Bu işlerin dönmesinin geçerli sebepleri var. “Neden torpil yapıyosun?” diye sorulduğunda eminim çok mantıklı cevaplar alınacaktır. Birisi sayesinde hakim olursanız, gün geldiğinde o sizi aradığında ve elinizdeki dava için iyilik istediğinde düşünmeden yapacağınıza eminim. Bu tam anlamıyla kazan&kazan dediğimiz bir durum. Karşılıklı kazanç ve çıkar ilişkisinin insanlık var olduğundan beri olduğuna ve insanlık var olduğu sürece de olacağına inancım tam.

Peki bu kokuşmuş sistemi düzeltmenin yolu yok mu?

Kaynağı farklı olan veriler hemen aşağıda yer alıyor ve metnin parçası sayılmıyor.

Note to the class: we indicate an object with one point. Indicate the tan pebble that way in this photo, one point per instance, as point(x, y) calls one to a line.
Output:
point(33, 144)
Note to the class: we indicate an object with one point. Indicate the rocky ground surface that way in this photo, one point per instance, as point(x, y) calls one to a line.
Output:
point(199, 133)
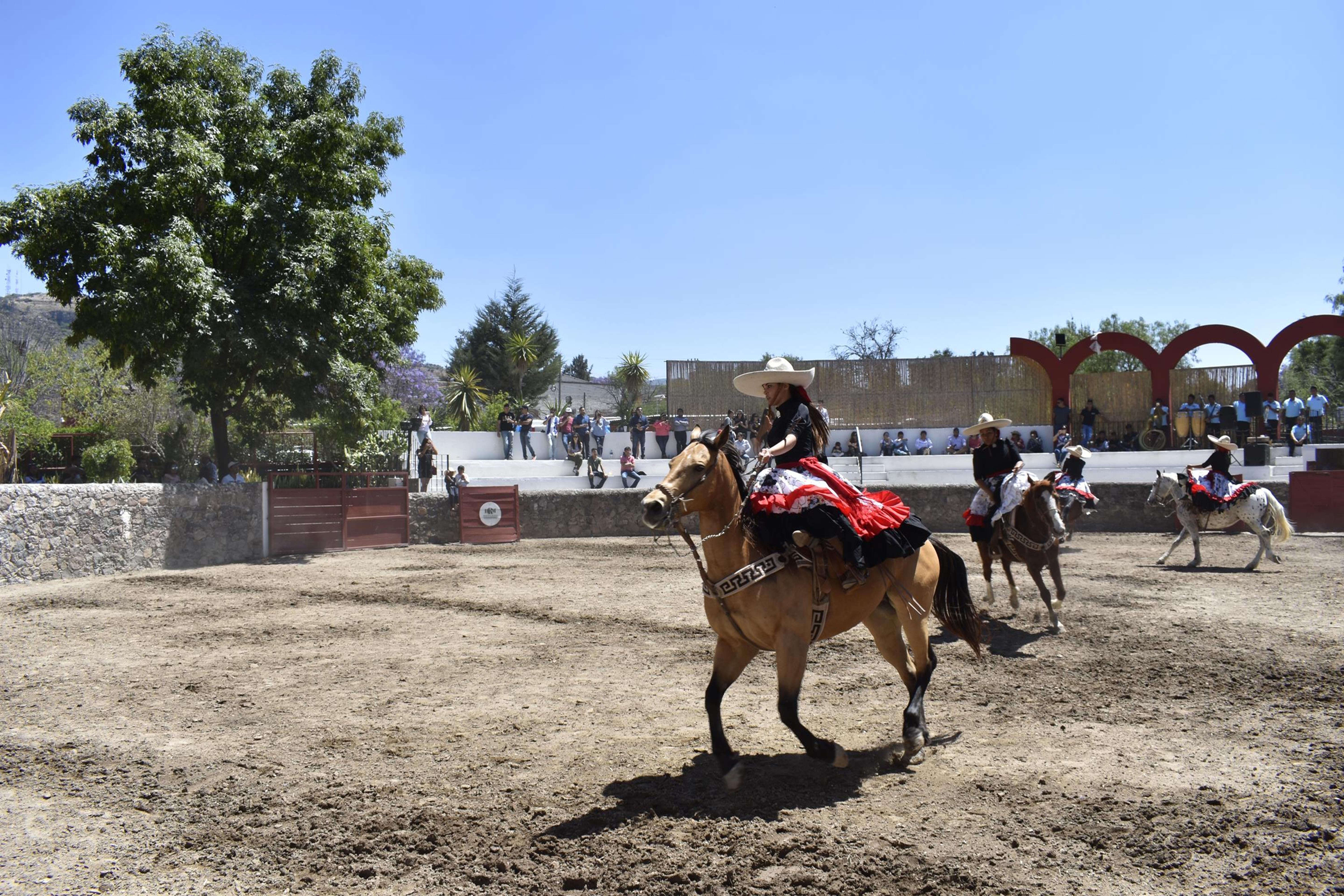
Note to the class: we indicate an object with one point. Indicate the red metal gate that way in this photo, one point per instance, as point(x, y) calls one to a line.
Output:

İnsanlığın sonuna kadar birilerinin çıkarlarının düzenlediği bir toplumda mı yaşamak zorundayız? Siyaset dediğimiz olgu birilerinin akrabalarına/tanıdıklarına/rüşvet verenlerine daha çok kıyak yaptığı bir kurum olarak mı kalmalı?

İnsanlık var oldukça emelleri, hayalleri, ihtiyaçları, tutkuları olacak ve onları elde etmek için sürekli olarak değişik şekillerde mücadele edecek ve günümüzde artan nüfusla beraber doğal dengeler maalesef bunu insanların kişisel tercihlerine bırakamayacak kadar hassas bir duruma sokuyor.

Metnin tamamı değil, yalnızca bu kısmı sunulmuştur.